At the federal level, recent discussions of formally rescheduling marijuana from Schedule I to Schedule III may have tax implications and would make it easier for prohibition states to legalize marijuana. Other proposed reforms like the STATES 2.0 Act would defederalize marijuana policy entirely, removing cannabis from the Controlled Substances Act and allowing for interstate commerce between states that have legalized marijuana within their jurisdictions.
Under the existing federal prohibition, businesses that operate in states that disregard federal policy to establish “legal” markets remain burdened by the inability to participate in interstate commerce. These businesses also have difficulty doing business with banking institutions and face struggles associated with the unique legal framework.
Even as some states legalize sales, a significant majority of marijuana consumption occurs via illicit markets. States that impose excessive taxes, require expensive or limited licensure, or otherwise hinder their legal markets may not experience significant reductions in illicit consumption. If prices in legal markets are kept higher than illicit market prices, consumers will not be incentivized to switch to safer legal products. Taxes on legalized marijuana should not be so burdensome as to preclude legal markets from effectively competing with illicit markets. Properly designed taxes have the potential to generate billions of dollars in revenue for the states, though it may take some time for these revenues to be realized as legal markets are developed.

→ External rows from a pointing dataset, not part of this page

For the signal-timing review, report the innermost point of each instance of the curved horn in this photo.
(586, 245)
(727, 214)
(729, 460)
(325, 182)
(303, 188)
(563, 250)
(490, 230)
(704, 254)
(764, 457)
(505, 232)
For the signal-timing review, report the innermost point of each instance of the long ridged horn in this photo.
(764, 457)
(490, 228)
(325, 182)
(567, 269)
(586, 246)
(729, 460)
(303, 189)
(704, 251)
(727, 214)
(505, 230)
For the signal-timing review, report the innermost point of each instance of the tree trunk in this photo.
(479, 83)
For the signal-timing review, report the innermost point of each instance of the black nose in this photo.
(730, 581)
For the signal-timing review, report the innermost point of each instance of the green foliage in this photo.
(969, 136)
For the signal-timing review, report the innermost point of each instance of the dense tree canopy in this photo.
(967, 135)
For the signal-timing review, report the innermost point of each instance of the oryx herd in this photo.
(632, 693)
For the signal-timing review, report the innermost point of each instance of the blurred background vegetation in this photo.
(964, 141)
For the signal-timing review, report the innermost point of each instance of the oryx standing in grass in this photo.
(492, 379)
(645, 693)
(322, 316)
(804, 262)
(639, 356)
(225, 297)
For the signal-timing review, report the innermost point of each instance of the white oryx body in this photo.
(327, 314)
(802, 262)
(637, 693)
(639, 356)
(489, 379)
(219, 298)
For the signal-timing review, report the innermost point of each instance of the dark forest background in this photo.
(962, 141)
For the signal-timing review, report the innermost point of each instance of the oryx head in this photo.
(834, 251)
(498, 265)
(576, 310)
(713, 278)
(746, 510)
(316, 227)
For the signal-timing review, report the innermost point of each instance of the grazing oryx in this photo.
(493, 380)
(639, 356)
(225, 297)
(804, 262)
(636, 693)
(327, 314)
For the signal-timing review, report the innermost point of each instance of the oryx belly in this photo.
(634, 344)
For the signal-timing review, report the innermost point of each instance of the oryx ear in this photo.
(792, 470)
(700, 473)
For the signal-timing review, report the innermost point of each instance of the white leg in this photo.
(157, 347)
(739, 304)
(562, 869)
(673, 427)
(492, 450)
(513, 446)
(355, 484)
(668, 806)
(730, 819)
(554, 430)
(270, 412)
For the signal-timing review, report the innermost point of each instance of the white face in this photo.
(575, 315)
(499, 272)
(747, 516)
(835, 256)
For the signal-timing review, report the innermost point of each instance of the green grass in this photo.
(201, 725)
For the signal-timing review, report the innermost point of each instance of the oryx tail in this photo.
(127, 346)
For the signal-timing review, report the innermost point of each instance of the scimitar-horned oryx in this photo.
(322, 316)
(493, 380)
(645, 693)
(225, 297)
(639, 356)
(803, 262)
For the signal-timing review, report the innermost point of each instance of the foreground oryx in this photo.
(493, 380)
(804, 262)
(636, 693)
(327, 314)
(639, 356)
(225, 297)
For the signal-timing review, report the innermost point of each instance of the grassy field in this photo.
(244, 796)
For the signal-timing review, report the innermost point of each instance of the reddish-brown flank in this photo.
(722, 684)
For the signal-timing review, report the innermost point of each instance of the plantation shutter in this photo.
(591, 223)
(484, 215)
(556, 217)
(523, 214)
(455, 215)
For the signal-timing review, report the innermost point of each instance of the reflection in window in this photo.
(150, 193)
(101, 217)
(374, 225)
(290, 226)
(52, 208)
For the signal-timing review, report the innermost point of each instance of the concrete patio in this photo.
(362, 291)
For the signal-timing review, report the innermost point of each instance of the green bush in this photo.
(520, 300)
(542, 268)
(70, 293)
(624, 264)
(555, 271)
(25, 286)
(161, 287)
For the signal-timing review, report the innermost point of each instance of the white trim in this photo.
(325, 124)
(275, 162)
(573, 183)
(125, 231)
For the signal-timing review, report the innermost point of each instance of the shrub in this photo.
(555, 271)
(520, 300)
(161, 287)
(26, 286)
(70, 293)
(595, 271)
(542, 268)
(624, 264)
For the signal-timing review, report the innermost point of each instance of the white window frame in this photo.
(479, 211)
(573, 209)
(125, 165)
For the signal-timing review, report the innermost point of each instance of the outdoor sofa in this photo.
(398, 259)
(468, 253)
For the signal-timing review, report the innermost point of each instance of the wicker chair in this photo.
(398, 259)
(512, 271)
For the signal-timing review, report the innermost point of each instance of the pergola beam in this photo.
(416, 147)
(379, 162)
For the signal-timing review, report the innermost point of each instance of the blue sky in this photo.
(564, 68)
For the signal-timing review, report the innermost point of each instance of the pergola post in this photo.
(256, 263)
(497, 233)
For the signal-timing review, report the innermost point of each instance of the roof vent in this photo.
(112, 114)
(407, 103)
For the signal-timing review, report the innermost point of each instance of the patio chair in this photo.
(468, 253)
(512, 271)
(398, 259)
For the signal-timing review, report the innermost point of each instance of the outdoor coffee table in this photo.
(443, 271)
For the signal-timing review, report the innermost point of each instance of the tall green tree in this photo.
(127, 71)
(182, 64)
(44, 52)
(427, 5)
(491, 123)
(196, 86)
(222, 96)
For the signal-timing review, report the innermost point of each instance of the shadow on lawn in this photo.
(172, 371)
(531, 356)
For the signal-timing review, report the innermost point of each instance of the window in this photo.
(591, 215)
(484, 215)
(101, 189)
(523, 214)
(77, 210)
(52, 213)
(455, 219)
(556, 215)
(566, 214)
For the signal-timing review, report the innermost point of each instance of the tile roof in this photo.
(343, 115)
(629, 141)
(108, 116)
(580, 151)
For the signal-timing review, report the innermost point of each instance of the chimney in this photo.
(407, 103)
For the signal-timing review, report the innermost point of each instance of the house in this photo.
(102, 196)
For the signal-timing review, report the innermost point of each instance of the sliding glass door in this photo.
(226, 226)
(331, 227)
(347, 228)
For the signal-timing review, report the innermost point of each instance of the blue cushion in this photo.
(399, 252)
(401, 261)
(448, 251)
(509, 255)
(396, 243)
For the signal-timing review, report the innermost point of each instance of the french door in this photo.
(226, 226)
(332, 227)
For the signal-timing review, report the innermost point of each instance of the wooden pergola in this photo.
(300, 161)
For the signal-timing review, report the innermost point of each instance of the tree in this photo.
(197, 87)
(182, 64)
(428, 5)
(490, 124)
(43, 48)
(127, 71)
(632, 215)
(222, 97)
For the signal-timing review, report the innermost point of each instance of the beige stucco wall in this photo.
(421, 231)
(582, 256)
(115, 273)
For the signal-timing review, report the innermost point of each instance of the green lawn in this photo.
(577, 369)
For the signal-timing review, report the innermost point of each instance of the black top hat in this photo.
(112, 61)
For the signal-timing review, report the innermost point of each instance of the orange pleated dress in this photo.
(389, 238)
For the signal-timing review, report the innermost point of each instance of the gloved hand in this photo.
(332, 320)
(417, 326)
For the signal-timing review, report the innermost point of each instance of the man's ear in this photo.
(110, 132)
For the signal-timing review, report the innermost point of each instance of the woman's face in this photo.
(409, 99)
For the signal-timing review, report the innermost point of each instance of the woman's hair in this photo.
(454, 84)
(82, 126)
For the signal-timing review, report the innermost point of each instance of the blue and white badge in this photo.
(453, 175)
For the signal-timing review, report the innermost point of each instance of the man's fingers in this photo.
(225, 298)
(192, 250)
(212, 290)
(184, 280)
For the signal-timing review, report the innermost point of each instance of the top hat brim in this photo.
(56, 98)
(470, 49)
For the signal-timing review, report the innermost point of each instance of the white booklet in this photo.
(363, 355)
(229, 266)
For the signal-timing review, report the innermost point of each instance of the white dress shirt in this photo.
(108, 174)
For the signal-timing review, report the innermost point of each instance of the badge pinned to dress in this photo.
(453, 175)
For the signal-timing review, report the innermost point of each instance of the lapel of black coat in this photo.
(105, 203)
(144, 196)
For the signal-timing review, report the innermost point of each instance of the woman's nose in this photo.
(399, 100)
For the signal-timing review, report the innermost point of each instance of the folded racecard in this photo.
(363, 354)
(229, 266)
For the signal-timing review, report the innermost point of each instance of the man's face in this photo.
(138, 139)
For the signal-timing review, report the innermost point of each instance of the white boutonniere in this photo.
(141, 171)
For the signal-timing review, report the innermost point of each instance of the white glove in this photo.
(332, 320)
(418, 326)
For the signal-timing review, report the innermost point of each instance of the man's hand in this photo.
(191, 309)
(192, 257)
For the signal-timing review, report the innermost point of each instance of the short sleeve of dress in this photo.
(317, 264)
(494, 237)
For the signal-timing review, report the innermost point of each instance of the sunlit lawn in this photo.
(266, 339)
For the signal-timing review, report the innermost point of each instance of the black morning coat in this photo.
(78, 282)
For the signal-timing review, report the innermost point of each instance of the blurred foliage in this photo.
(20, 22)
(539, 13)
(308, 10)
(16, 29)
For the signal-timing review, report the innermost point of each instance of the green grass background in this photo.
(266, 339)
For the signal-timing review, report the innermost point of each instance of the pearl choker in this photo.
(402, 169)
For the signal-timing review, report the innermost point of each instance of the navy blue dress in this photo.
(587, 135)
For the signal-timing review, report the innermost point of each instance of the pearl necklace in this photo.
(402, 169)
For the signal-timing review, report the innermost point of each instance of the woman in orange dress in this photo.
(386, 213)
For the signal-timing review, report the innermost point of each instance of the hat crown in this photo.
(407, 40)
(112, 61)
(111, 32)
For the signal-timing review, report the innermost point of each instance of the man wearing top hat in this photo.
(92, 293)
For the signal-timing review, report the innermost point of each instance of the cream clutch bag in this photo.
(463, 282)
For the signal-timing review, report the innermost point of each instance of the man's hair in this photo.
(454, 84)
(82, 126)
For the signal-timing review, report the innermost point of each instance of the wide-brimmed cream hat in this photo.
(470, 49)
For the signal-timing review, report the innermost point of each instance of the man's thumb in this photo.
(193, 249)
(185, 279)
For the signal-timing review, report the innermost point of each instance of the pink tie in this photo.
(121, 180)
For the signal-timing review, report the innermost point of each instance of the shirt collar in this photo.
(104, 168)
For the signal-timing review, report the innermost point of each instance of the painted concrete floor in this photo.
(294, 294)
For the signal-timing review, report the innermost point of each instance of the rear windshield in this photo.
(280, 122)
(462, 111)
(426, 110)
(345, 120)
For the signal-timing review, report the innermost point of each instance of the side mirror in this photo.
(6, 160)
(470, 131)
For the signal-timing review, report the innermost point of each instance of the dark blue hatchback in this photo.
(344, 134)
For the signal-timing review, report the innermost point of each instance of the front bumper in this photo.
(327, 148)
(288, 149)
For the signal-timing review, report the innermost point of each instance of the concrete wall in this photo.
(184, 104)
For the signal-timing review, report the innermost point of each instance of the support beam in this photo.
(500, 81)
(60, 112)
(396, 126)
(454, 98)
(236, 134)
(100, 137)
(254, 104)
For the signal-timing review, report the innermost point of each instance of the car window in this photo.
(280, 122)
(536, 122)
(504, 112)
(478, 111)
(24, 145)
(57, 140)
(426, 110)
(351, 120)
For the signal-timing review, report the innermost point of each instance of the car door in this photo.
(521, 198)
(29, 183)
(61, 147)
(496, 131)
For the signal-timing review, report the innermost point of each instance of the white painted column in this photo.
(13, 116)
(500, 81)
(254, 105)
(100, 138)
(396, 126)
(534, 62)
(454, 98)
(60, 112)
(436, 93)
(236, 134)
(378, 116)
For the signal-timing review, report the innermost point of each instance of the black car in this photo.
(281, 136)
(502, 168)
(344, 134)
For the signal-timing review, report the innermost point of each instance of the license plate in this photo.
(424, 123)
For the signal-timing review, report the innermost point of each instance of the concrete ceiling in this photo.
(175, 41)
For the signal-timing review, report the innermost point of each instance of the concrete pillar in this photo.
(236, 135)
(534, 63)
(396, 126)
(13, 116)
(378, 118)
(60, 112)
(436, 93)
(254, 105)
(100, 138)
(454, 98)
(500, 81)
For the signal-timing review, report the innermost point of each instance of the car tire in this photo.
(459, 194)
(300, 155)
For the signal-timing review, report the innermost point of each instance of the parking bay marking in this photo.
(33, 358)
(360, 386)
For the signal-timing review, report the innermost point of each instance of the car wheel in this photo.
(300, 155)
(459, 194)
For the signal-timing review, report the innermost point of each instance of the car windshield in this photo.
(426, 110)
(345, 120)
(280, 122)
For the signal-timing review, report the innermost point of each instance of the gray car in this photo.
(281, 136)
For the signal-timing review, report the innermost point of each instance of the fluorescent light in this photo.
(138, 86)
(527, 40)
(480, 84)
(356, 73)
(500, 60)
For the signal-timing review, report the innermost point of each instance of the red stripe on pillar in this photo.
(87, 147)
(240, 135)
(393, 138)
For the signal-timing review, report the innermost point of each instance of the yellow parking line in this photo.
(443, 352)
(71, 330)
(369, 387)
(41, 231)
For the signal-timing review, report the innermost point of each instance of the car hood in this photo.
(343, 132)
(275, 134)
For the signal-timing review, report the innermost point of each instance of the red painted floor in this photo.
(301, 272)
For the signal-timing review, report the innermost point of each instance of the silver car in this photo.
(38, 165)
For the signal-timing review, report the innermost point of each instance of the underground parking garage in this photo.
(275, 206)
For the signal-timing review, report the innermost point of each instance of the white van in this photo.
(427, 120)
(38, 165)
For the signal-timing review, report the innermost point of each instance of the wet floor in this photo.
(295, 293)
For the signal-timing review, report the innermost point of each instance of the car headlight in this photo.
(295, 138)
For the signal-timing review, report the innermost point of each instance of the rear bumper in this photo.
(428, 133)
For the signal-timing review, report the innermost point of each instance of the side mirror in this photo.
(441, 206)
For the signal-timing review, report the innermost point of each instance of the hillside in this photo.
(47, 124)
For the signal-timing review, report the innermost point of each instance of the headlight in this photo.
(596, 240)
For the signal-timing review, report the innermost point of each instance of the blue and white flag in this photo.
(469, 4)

With interstate commerce prohibited, the disparate tax designs across states do not yet create some of the problems that occur in other legal markets. There are no multistate businesses that must comply with varied regulations, and tax arbitrage or double taxationDouble taxation is when taxes are paid twice on the same dollar of income, regardless of whether that’s corporate or individual income. cannot legally occur. However, if interstate commerce is eventually tolerated by the federal government, the significant differences in tax designs may create negative effects and opportunities for tax avoidance. States should prepare to harmonize their tax designs once interstate marijuana business is allowed—and would be better advised to coalesce around best practices now, before systems become more difficult to reform.